Weekly reading and other resources

This is a list of strongly recommended pre-class reading. [JWHT13] and [HTF09] indicate two of the reference books listed below.

  • Week 1 (L1): Review of Linear Regression
    • Sections 2.1, 2.1.1, 2.1.2, 2.1.3, 2.2, 2.2.1 from [JWHT13]
    • Sections 2.4 and 2.6 from [HTF09].
  • Week 2 (L2/3): Goodness of Fit vs Prediction error, Cross Validation
    • Sections 5.1, 5.1.1, 5.1.2, 5.1.3 from [JWHT13]
    • Sections 7.1, 7.2, 7.3, 7.10 from [HTF09].
  • Week 3 (L4/5): Correlated predictors, Feature selection, AIC
    • Sections 6.1, 6.1.1, 6.1.2, 6.1.3, 6.2 and 6.2.1 from [JWHT13]
    • Sections 7.4, 7.5 from [HTF09].
  • Week 4 (L6/MT1): Ridge regression, LASSO, Elastic Net
    • Sections 6.2 (complete) from [JWHT13]
    • Sections 3.4, 3.8, 3.8.1, 3.8.2 from [HTF09]
  • Week 5 (L7/8): Elastic Net, Smoothers (Local regression, Splines)
    • Sections 7.1, 7.3, 7.4, 7.5, 7.6 from [JWHT13]
  • Week 6 (L9/10): Curse of dimensionality, Regression Trees
    • Sections 8.1, 8.1.1, 8.1.3, 8.1.4 from [JWHT13]
  • Week 7 (L11/MT2): Bagging
    • Sections 8.2, 8.2.1 from [JWHT13]
  • Week 8 (L12/13): Classification, LDA, LQA, Logistic Regression
    • Section 4.1, 4.2, 4.3, 4.4, 2.2.3 from [JWHT13]
  • Week 9 (L14/15): Trees, Ensembles, Bagging
    • Sections 8.1.2, 8.2.1 and 8.2.2 from [JWHT13]
  • Week 10 (L16/MT3): Random Forests
    • Sections 8.2.1 and 8.2.2 from [JWHT13]
  • Week 11 (L17/18): Boosting, Neural Networks?
    • Sections 8.2.3 from [JWHT13]
    • Sections 10.1 - 10.10 (except 10.7), 11.3 - 11.5, 11.7 from [HTF09]
  • Week 12 (L19/20): Unsupervised learning, K-means, model-based clustering
    • Sections 10.3 from [JWHT13]
    • Sections 13.2, 14.3 from [HTF09]
  • Week 13 (L21/L22): Hierarchical clustering, Principal Components, Multidimensional Scaling
    • Sections 10.2, 10.3 from [JWHT13]
    • Sections 8.5, 14.3, 14.5.1, 14.8, 14.9 from [HTF09]

Reference books

  • [JWHT13]: James, G., Witten, D., Hastie, T. and Tibshirani, R. An Introduction to Statistical Learning. 2013. Springer-Verlag New York

  • [HTF09]: Hastie, T., Tibshirani, R. and Friedman, J. The Elements of Statistical Learning. 2009. Second Edition.
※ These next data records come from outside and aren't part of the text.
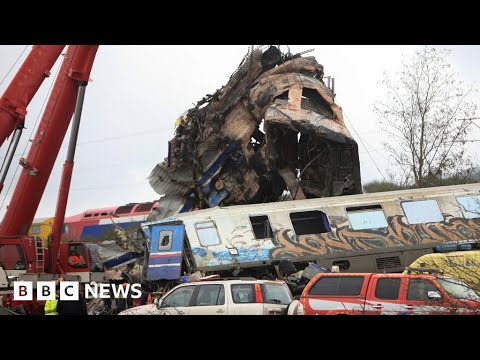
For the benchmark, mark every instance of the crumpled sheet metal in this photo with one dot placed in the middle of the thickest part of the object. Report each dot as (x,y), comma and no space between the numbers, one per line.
(287,129)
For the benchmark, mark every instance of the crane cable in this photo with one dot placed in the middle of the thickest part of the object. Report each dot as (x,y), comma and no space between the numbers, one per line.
(368,152)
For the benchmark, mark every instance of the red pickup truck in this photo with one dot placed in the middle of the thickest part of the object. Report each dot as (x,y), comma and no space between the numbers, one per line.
(387,294)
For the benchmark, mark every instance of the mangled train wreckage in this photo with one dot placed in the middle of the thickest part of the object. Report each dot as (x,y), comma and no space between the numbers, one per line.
(272,132)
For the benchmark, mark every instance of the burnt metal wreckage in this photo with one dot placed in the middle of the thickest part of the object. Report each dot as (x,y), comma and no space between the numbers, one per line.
(272,132)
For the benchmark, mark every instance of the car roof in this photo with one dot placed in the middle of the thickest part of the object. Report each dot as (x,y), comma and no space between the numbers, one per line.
(234,281)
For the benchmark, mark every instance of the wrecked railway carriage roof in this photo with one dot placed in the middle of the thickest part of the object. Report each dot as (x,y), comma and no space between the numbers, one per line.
(273,127)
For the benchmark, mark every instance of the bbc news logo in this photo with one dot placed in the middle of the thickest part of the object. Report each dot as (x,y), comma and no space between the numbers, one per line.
(69,290)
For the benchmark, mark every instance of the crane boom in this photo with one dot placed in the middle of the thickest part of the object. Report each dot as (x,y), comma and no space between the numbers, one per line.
(17,96)
(48,139)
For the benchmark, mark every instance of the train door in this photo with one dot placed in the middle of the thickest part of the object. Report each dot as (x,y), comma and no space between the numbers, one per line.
(165,252)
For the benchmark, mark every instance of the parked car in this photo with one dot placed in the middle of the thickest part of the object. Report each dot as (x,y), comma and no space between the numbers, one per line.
(387,294)
(224,297)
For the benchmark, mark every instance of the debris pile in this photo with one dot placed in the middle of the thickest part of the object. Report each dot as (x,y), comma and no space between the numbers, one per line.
(272,132)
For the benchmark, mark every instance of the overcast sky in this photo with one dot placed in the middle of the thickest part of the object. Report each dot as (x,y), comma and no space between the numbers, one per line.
(138,91)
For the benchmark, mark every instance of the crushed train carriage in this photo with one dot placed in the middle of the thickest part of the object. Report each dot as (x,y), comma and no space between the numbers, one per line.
(381,232)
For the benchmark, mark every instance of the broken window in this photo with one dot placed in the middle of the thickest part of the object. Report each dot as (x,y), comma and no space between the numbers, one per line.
(124,209)
(261,227)
(207,233)
(310,222)
(367,217)
(421,212)
(165,240)
(388,288)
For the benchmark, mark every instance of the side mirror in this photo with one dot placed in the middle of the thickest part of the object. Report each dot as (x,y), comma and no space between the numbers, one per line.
(434,295)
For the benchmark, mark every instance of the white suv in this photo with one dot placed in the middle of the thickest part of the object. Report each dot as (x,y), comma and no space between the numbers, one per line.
(224,297)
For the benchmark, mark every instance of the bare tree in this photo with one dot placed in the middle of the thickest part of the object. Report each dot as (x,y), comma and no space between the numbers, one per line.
(426,114)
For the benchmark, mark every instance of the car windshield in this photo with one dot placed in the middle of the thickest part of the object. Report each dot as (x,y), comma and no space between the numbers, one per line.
(458,289)
(276,294)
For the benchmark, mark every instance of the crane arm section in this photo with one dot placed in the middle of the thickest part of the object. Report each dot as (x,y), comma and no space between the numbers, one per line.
(37,167)
(14,101)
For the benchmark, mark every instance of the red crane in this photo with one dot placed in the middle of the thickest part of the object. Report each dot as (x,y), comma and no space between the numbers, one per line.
(20,254)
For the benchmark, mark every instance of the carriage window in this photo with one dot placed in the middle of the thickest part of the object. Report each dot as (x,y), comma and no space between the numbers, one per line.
(421,212)
(35,229)
(144,207)
(261,227)
(165,240)
(310,222)
(125,209)
(207,233)
(367,217)
(470,206)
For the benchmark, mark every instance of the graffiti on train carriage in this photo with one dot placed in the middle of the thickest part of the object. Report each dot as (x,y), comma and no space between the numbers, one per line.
(314,229)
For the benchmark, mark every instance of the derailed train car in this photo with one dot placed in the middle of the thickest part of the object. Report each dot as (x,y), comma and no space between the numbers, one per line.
(381,232)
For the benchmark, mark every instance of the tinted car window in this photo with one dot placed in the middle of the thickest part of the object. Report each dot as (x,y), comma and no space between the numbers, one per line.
(338,285)
(276,294)
(243,293)
(418,289)
(180,297)
(209,295)
(387,289)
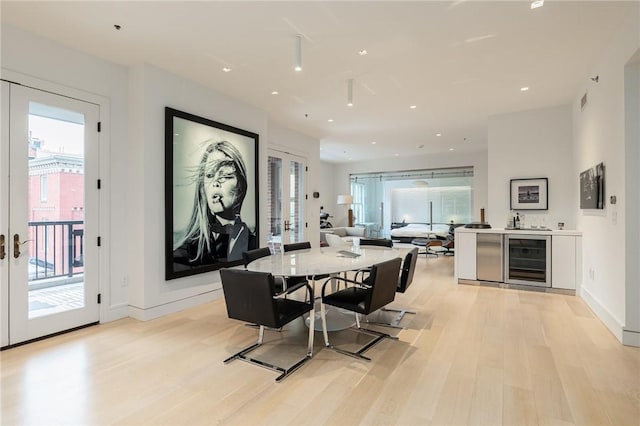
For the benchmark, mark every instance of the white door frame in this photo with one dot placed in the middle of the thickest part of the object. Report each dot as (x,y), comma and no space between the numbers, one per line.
(286,157)
(103,270)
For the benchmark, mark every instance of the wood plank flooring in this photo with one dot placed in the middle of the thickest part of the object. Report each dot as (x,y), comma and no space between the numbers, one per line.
(471,356)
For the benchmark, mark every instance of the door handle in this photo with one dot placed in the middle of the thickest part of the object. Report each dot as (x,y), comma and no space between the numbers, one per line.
(17,244)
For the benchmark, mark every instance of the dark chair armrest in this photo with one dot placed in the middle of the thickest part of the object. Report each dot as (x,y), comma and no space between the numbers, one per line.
(343,279)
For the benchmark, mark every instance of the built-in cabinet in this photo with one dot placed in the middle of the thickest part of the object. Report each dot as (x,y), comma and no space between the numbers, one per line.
(566,255)
(466,249)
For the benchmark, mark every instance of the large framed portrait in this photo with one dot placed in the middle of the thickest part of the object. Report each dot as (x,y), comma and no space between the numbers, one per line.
(529,194)
(211,194)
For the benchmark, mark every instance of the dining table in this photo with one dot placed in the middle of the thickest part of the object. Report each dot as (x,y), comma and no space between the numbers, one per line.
(322,261)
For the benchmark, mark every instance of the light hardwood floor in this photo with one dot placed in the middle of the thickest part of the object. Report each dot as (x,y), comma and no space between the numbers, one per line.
(472,355)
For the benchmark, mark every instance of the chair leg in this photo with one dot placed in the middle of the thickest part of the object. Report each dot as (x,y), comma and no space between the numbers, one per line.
(358,354)
(323,316)
(285,371)
(312,319)
(396,322)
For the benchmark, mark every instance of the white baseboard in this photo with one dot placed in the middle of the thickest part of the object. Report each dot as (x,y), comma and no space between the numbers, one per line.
(602,313)
(115,312)
(172,307)
(631,338)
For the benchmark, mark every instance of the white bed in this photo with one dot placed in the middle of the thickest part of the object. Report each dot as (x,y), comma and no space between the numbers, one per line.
(420,230)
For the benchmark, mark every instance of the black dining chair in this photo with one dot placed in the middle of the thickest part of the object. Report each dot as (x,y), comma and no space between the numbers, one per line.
(283,284)
(363,299)
(380,242)
(251,297)
(404,281)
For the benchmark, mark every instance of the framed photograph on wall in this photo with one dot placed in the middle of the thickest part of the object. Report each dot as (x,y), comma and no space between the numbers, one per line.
(529,194)
(592,187)
(211,194)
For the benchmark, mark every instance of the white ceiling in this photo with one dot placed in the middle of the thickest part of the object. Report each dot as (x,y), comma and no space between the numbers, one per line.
(458,62)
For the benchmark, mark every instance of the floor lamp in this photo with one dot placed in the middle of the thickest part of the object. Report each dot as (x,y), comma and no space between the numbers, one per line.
(347,200)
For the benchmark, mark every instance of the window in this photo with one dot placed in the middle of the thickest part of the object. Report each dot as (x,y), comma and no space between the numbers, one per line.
(418,196)
(43,188)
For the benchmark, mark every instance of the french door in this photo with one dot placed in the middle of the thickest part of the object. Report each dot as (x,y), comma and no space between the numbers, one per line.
(48,214)
(286,183)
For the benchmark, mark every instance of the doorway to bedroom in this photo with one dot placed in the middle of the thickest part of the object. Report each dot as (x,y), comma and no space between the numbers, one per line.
(435,198)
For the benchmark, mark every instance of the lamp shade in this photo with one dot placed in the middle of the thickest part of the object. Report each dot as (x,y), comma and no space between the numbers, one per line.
(345,199)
Springer-Verlag New York

  • [MASS]: Venables, W.N. and Ripley, B.D. Modern Applied Statistics with S. 2002. Fourth edition, Springer, New York.

Useful tools

  • R: This is the software we will use in the course. I will assume that you are familiar with it (in particular, that you know how to write your own functions and loops). If needed, there are plenty of resources on line to learn R.
  • RStudio: The IDE (integrated development environment) of choice for R. Not necessary, but helpful.
  • Jupyter Notebooks. "The Jupyter Notebook is an open-source web application that allows you to create and share documents that contain live code, equations, visualizations and narrative text." You can use these to interactively run and play with the lecture notes and the code to reproduce all the examples I use in class. This is not necessary, but may be helpful. There are two options to run notebooks: locally on your own computer or use a remote server:
    1. Follow the instructions here to install Jupyter on your laptop. You will also need to follow these instructions to install the R kernel for Jupyter.
    2. Alternatively, you can run the notebooks on the syzygy server. There are Julia, Python 2, Python 3, and R kernels available (although we will only use the R one). Sign in with your UBC CWL. Once you are logged in, use this link to clone this repository (STAT406) (including all notebooks) directly onto your syzygy home directory. You may will need to do this regularly throughout the Term.